IF YOU are poor and ill in this country, you are doomed. But if
you are poor and mentally ill, you are cursed and doomed. The
tragedy in Erwadi earlier this week, when 28 mentally ill men and
women were charred to death as they struggled to free themselves
from their manacles, brings back images of the dark ages. It is
hard to believe that a modern state can permit such primitive and
inhuman conditions to exist.
While the treatment of the mentally ill in most parts of the
country requires much greater attention, the tragedy in Erwadi
was avoidable. Just last year, eight patients had died from
gastro-enteritis in one such home in Erwadi. A 10-member inquiry
committee found that the inmates had been fed contaminated food.
The committee's report and its recommendations are still lying
with the Tamil Nadu Government.
The Tamil Nadu Government is found wanting on another count. For
decades, people deemed mentally disturbed were governed by an
antiquated Indian Lunacy Act, 1913. Under the Act, a person with
psychological problems had to be certified by a magistrate before
he or she could be sent for treatment. This was replaced by the
Mental Health Act, 1987, which came into force in April 1993. The
new law requires an inspection committee, in addition to a
magistrate, to determine treatment. The Tamil Nadu Government has
not implemented the Act nor set up the inspection committees.
The debate about treating the mentally ill, and whether
institutionalising them is the best way, is an on-going one. It
has been argued that most people recover faster if they remain
within their communities and families and are treated. But many
families cannot bear the financial or psychological burden of
caring for and treating a mentally disturbed person.

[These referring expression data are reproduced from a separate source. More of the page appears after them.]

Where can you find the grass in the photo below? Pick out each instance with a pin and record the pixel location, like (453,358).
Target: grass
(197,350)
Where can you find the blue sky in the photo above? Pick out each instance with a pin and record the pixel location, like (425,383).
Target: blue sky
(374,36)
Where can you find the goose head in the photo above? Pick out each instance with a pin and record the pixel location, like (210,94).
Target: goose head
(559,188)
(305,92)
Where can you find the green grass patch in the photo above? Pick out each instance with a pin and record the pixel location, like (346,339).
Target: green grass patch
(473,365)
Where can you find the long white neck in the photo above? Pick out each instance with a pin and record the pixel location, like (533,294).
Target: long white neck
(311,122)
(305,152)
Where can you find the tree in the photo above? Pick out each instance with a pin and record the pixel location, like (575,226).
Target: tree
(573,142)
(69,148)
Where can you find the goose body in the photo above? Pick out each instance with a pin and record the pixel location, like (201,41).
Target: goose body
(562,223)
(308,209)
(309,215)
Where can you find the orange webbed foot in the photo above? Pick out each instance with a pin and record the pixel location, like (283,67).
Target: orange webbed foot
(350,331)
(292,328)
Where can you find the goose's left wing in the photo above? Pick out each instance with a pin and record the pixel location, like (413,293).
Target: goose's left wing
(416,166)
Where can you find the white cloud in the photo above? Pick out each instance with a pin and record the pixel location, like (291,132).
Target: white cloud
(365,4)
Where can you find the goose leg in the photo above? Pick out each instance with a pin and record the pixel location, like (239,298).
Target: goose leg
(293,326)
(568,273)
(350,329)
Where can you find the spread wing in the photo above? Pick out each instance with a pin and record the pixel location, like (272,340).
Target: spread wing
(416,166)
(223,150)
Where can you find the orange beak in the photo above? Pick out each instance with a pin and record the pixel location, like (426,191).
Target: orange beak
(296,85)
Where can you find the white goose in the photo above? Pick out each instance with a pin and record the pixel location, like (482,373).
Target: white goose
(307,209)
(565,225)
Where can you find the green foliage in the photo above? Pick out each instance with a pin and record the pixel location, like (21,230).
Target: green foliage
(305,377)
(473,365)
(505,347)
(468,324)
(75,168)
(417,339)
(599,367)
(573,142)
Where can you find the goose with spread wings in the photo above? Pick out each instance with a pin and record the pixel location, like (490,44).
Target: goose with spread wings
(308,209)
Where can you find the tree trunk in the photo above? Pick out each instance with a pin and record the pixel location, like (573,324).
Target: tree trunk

The dominant
attitude in our society is to regard ``mad people'' as cursed. As
a result, you find hundreds of disturbed people wandering around
cities, virtually left to die of neglect. The luckier ones are
institutionalised. But as we know from Erwadi, there is little
assurance that they will survive in some of these places. The
question of treatment or a cure does not even arise.
Even if one argues that properly run institutions are the
solution, there are not enough beds for the numbers needing them.
Since Independence, although the number of hospitals for the
mentally ill has increased from 31 to around 45, the ratio of one
bed for 5,000 people has not changed. The prevalence of severe
mental morbidity is estimated to be 3 to 10 per 1,000 people.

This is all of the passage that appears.